Joe Craig

Personal information
- Full name: Joseph Craig
- Date of birth: 14 May 1954 (age 70)
- Place of birth: Bridge of Allan, Scotland
- Height: 5 ft 9 in (1.75 m)
- Position(s): Striker

Senior career*
- Years: Team / Apps / (Gls)
- 1971–1972: Sauchie
- 1972–1976: Partick Thistle / 112 / (44)
- 1976–1978: Celtic / 55 / (22)
- 1978–1981: Blackburn Rovers / 48 / (8)
- 1981–1983: Hamilton Academical / 54 / (14)

International career
- 1976: Scottish League XI / 1 / (0)
- 1977: Scotland / 1 / (1)

Managerial career
- 1985–1987: Cowdenbeath
- Armadale Thistle

= Joe Craig (footballer) =

Scottish footballer and manager

Joseph Craig (born 14 May 1954) is a Scottish former footballer, who played for Sauchie, Partick Thistle, Celtic, Blackburn Rovers, Hamilton Academical and the Scotland national team.

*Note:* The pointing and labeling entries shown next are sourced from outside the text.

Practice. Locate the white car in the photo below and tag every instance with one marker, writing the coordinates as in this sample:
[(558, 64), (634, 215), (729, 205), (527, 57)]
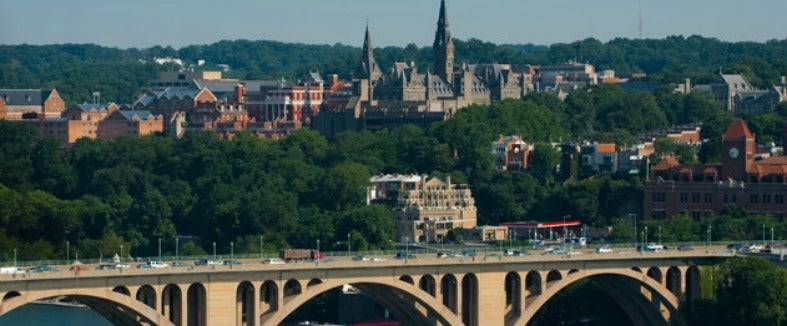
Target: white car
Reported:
[(604, 250)]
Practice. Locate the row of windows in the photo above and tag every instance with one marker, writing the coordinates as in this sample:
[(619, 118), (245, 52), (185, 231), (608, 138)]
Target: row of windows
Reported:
[(684, 197), (697, 215)]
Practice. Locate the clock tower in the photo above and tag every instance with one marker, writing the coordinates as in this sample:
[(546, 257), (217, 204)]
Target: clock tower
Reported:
[(737, 151)]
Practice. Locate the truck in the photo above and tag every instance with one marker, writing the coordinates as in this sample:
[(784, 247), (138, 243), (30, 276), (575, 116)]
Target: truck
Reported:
[(300, 254)]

Craig, a striker, joined Partick Thistle in 1972 from Sauchie Juniors. After an impressive start, scoring seven goals in his first twenty games, he attracted the attention of Liverpool's Bill Shankly who watched him in Scottish Cup action against Dumbarton on 28 February 1973 but didn't follow it up with a bid.

He helped the club to the First Division title in season 1975-76. He signed for Celtic in September 1976 for £60,000 where he won the Scottish Cup and League Championship in his first season. He moved to Blackburn Rovers in September 1978 where he remained until 1981 when he joined Hamilton Academical. He retired in 1983.

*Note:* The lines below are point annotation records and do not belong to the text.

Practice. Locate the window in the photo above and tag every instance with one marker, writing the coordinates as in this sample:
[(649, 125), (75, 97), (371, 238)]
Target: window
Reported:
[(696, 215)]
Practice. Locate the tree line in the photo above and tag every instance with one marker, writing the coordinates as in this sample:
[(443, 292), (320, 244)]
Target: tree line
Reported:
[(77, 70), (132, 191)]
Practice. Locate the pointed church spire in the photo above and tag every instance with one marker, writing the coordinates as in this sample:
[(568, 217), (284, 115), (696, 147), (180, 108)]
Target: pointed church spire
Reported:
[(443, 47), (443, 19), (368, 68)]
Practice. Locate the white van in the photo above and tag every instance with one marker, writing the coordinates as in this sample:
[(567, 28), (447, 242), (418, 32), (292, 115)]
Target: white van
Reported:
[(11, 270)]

Whilst at Celtic, he earned his only international cap against Sweden in April 1977. He started the match as a substitute and came on after 75 minutes and famously scored before having even kicked the ball, scoring a header just two minutes after replacing Kenny Burns.

After his playing career, he managed Cowdenbeath for three years and later had coaching spells at Armadale Thistle and Airdrieonians. His son Steven is also a professional footballer.